In the turbulent era of the mid-1960s, former World War II aviator Bill Brooks became a chief advocate and supporter of the idea to offer post-secondary education in Bellevue. During that decade, Brooks was a member of the Bellevue Chamber of Commerce and also a student at Omaha University (now UNO). Initially, a junior college was investigated, but support from the officials of Offutt Air Force base encouraged the founders to request permission for a four-year institution. On November 26, 1965, Bellevue College was incorporated and chartered as a four-year institution by the State of Nebraska. (p. 22)
With the charter in hand, the search began for land and buildings. Real estate partners R. Joe Dennis and F. Hoyte Freeman were instrumental in suggesting the property on the corner of Galvin Road and Harvell Road. At the time, a vacant building owned by the Bellevue Industrial Foundation was on that property (p.35), a farm, and a branch of Millard Lumber. R. Joe Dennis was president of the Bellevue Industrial Foundation in the mid-1960s, and suggested that the building serve as the temporary initial home of Bellevue College. It served as the only edifice on campus until the fall of 1968, and included faculty and administrative offices, nine classrooms, a student lounge, and the library. The building was transformed into the Durham Administration Center with a total renovation that was completed in 1994.
A Quonset hut was transported from Fremont in 1968 to become the art studio, and remained in use until the Art department moved into the Humanities Center in 1993.
In 1969, a pre-fabricated building became the first Bellevue College gym (p. 80).
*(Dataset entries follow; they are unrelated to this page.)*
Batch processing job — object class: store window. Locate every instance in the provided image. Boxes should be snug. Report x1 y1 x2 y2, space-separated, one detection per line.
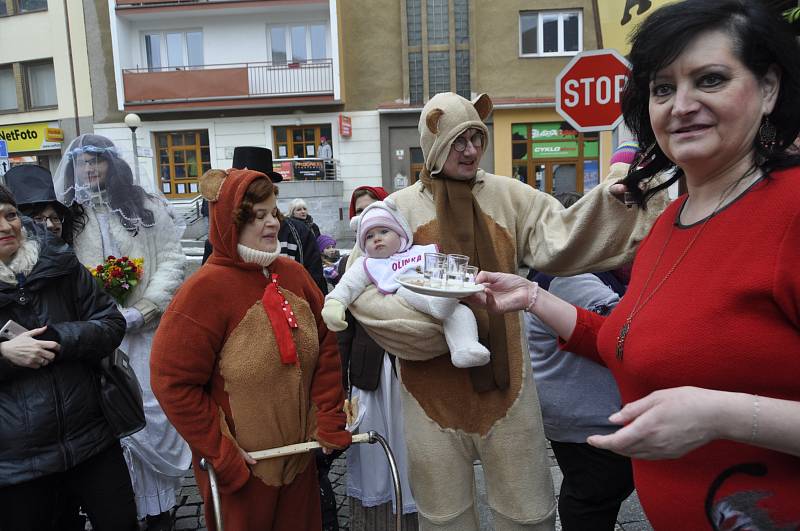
144 30 203 70
267 23 329 65
511 122 600 193
25 61 58 109
272 124 336 159
0 65 18 112
519 11 583 57
153 130 211 199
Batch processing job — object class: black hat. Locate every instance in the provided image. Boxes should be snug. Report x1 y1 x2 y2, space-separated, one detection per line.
233 146 283 183
5 164 69 216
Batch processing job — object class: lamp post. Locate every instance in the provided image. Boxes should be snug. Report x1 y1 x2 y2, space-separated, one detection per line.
125 113 142 184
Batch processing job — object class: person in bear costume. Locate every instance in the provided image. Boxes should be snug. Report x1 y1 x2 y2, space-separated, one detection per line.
348 93 666 531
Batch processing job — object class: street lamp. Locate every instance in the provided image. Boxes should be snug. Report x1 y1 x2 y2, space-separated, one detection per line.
125 113 142 184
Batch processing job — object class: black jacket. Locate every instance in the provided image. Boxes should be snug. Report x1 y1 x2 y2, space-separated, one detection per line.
0 232 125 487
336 256 384 390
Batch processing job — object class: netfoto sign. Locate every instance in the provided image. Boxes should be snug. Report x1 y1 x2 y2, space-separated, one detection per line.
0 122 64 153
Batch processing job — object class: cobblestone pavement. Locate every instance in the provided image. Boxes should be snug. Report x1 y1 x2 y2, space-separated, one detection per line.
169 444 652 531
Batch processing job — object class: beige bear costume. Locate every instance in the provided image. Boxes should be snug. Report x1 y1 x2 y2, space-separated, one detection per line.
350 93 666 531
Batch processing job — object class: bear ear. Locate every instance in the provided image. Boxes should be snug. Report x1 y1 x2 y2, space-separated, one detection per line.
350 214 361 232
200 169 228 203
425 108 444 135
472 94 494 120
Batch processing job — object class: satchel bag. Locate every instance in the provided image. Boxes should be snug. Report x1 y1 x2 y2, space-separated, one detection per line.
99 349 145 439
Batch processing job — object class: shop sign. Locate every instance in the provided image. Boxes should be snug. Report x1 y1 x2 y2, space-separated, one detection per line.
533 142 578 159
294 160 325 181
339 114 353 138
272 160 294 181
531 122 578 140
0 122 64 153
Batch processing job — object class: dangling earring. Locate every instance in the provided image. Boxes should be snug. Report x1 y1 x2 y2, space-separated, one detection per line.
758 115 778 151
An addition was built with a major contribution from the Lozier family in 1979, and it was renamed the Gordon Lozier Physical Health Center. (p.116-117). In 2003, the gym was significantly renovated and renamed the Gordon Lozier Athletic Center (p. 278).
In 1971, the initial Student Union was built and named for history professor Dr. J.R. Johnson (p.155). The Richard D. Winchell Student Center (p.178-183) was dedicated in December, 1986. It was extensively renovated and renamed the Margre H. Durham Student Center in 2004 (p. 237, 280).
The F. Hoyte Freeman Library moved from the initial 1966 building into its own space in 1974. In December 1983, a library addition named for Emma Lozier (one of the chief contributors) doubled the size of the Freeman Library (p.145-147). After extensive renovation, partially funded by the Dennis family, the new Library was reopened in September, 2002 (p. 281-282).
In 1978, the former Millard Lumber office was purchased, renovated, and became the A.C. Nelsen Science building in early 1979 (p. 209,132). It was totally renovated and renamed the A.C. Nelsen Technology Center in 1993; another renovation and new name occurred in 1999, when 12,000 square feet were added and the building became the Riley Technology Center (p.209, 235).
In 1981, the Gilbert M. and Martha H. Hitchcock Humanities Center was built for classrooms and offices. (p.147-153); an addition was added in 1991; the Center was renovated in 2005 (p. 283).
In addition to a print copy that is held in the Bellevue University Library archives, Dr. Wilson’s treasure trove of facts and photos is also available online. The page numbers in this article are those that contain photos of the campus buildings as they appeared before the year 2000.
Those interested in discovering Bellevue College/Bellevue University’s heritage may want to begin an exploration of A History of Bellevue University: The First Forty Years (1966 – 2006) by comparing the aerial view of the campus in the 1970s on page 131 with the one from 2000 on page 239. Once that piques your interest, begin on page 18 and savor a highly enjoyable and informative trip through the years.